Daddy's Girl
Warning: This review refers to aspects of the plot.
At a time when anti-establishment sentiment and other thought terminating clichés are firmly on the political radar, a timely adaptation of Philip Roth’s 1997 novel, a take on the collapse of post-war American idealism, toppled by its counter-cultural nemesis, and made intimate and familial so that we might connect to it and read the characters as proxies for the country under glass, is very welcome indeed.
Former college football star Ewan McGregor and his beauty queen wife, Jennifer Connelly, are an apple pie couple – earnest, industrious, aspirational, dutifully deferent to their backgrounds and optimistic about the future. When questioned about why these all-American beauties would move to a rural town beyond the New York suburbs by his Jewish Father, a cultural backwater, a bedimpled McGregor responds, “we can live anywhere we want, this is America!” In short, he’s the unalloyed optimism and promise of the post-war generation; promise that only starts to fade once the couple’s daughter, stuttering Meredith (or Merry for short; the kind of dark joke that works better on the page) hits adolescence and starts to exhibit some worrying psychosexual behaviours. There’s an Electra Complex, extreme emotional sensitivity (particularly to political events – “why don’t people have a conscience?”), anger, and godless nihilism. Connelly frets that their clever girl’s become stupid, while McGregor lapses into denial, and a few elliptical acts of leapfrogging later, the family’s looking at a child they don’t understand who at 16, becomes involved in anti-war militancy.
Roth’s story taps into the anxiety that haunts the nuclear family, ground later trod by Lionel Shriver in We Need to Talk about Kevin, that’s there’s an intrinsic flaw in what’s spun as a seemingly stable and economically viable institution, that is intangible, perhaps unknowable; a flaw that leads to unhappy, possibly even dangerous children.
Though American Pastoral’s characters exist to explore social history, the human dimension is, as ever, the key to the mystery. An early scene, in shrink Molly Parker’s office, suggests an explanation; that stuttering Meredith, far from being a normal girl with a speech impediment, has in fact evolved a strategy to cope with the pressure of following two such illustrious parents – a charge defensively stamped on by Connelly. We’ve seen no evidence of this pressure, only paternal warmth (from McGregor at least), but it plants a seed – one we anticipate will grow into rebellion, resentment and jealously. It does, and that seems to be that, except that Parker’s quack is later outed as a revolutionary sympathizer, and consequently the suggestion is made that this woman, who’s had unfettered access to Merry throughout her vital formative years, may have consciously dripped ideological poison in her ear, politicizing her consciousness, or at the very least refracting her responses in therapy through an ideological prism.
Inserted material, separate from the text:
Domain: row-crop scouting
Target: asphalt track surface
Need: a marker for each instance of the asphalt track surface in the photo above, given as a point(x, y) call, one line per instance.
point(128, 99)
We don’t see any sessions between therapist and daughter, so her conversion from troubled tween to post office bomber remains shrouded in uncertainty. All we really can discern is Roth’s fear and suspicion of female sexuality and its potential to destablise (Connelly later has a breakdown involving impromptu nudity and an affair), evident in much of his work (see The Humbling) and captured vividly by McGregor in his directorial debut.
As a metaphor for the fractious political and social forces that unraveled American society in the ‘60s and ‘70s, American Pastoral is successful enough; there’s no clear rejoinder to the questions it asks, just as there isn’t in the wake of recent events, like the Trump ascendancy. What is clear is that there’s a chasm separating ideas of nationhood, and one’s place in it, and psychological reality, with the dominant narratives that shape the former frustrating our ability to understand the latter.
As a piece of drama, McGregor’s film struggles, and he is the cause. As Swede Levov, increasingly troubled father and standard bearer for the American Dream, McGregor lacks the gravitas and layers the part demands. He’s simply too earnest, too mannered, in a role that required depth and realism, of the type associated with vintage Al Pacino, rather than paddling in the shallows. There’s the sense that the material was just too big for McGregor the director, and that he was unable to summon the performance required to ground it. Without that ballast, his Levov seems naïve at best, empty at worst; a man who lacks the interiority that would have added pathos to the father-daughter scenes, and guilt to those featuring his increasingly despondent and troubled wife. It’s a competent production with an intriguing trajectory and unsettling, poignant conclusion, but American Pastoral the movie is, like poor Meredith, missing that vital, intangible something.